Но Фелицата была слишком молода, чтобы смиренно принимать уроки жизни, следовательно, к походу в четвертое издательство она подошла обстоятельно. Все листы «ценной» рукописи, были тщательно и незаметно проклеены, и переданы в редакцию. Попытка, ожидание… и вновь отказ. А накрепко склеенный срез бумаги не оставлял сомнений: ее никто и не читал.

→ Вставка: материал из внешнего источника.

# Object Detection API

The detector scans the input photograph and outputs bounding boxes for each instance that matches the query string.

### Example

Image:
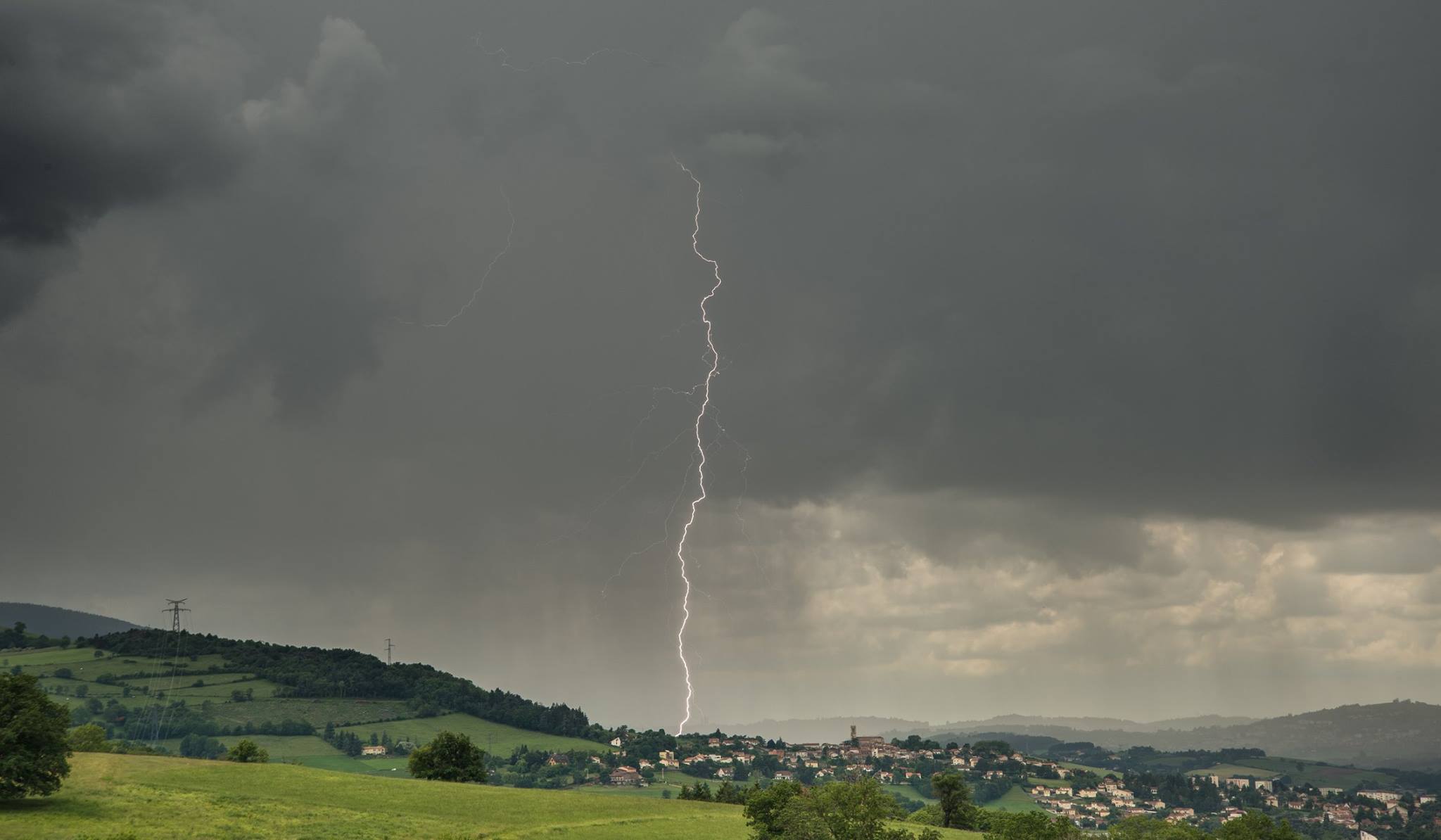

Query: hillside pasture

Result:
[980,787,1042,814]
[341,712,611,756]
[1186,763,1281,781]
[0,753,980,840]
[1240,758,1397,788]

Сия печальная, но жизненная история, повторилась, аккурат, еще три раза, и самое время уже бросить попытки, но с острым умом юной, ну или не совсем юной писательницы, могли соперничать только ее упрямство и неуемная энергия. Так, что по обыкновению, незаметно склеив рукопись, она направилась в последнее по списку, но не последнее по значимости издательство «Товарищество скоропечатни Капитанова». Впрочем, больше наивных надежд она не питала, но и сдаваться, пока мачта тонущего корабля все еще возвышается на гладью моря, было рано. Вот уйдет под воду… впрочем… после этого, тоже еще можно немного побарахтаться.
Стремглав вбежав по крутой скользкой лестнице, словно цирковой артист, ибо едва ли это было изящно и женственно, она оказалось в огромном душном и шумном помещении типографии. Кругом листы, листы, стопки листов, и снова листы, связанные холщевкой и лежащие по отдельности, и грохот, и стук, и шелест, и такой упорядоченный хаос, который ни в одном месте земли больше и не сыщешь, разве что в кузнице, впрочем, в этом и в том деле было много сходства, с той лишь разницей, что ковали здесь не метал, а слово.
Фелицата, возбужденная, всклокоченная и раскрасневшаяся после мороза, а следовательно, готовая к бою, походила на безумного корсара, попавшего волею судьбы на ни в чем не повинное рыболовецкое судно. Впрочем, находясь в круговерти книгопечатного дела, те немалые работники, которые все еще трудились в этот уже поздний час, как бы она не выглядела, и что бы на ней не было надето, не обращали на нее никакого внимания. Она, попыталась окликнуть одного, но тот даже не взглянул на нее, второго, и снова молчание, в конце концов, встав на пути у третьего, она громко выкрикнула, стараясь пробиться сквозь весь этот гул и шум и скрип:
– Позвольте спросить, где я могу узнать по поводу рукописи? Я отдавала … – но не позволив ей договорить, работник безразлично указал на крутую винтовую лестницу, ведущую наверх и тотчас испарился.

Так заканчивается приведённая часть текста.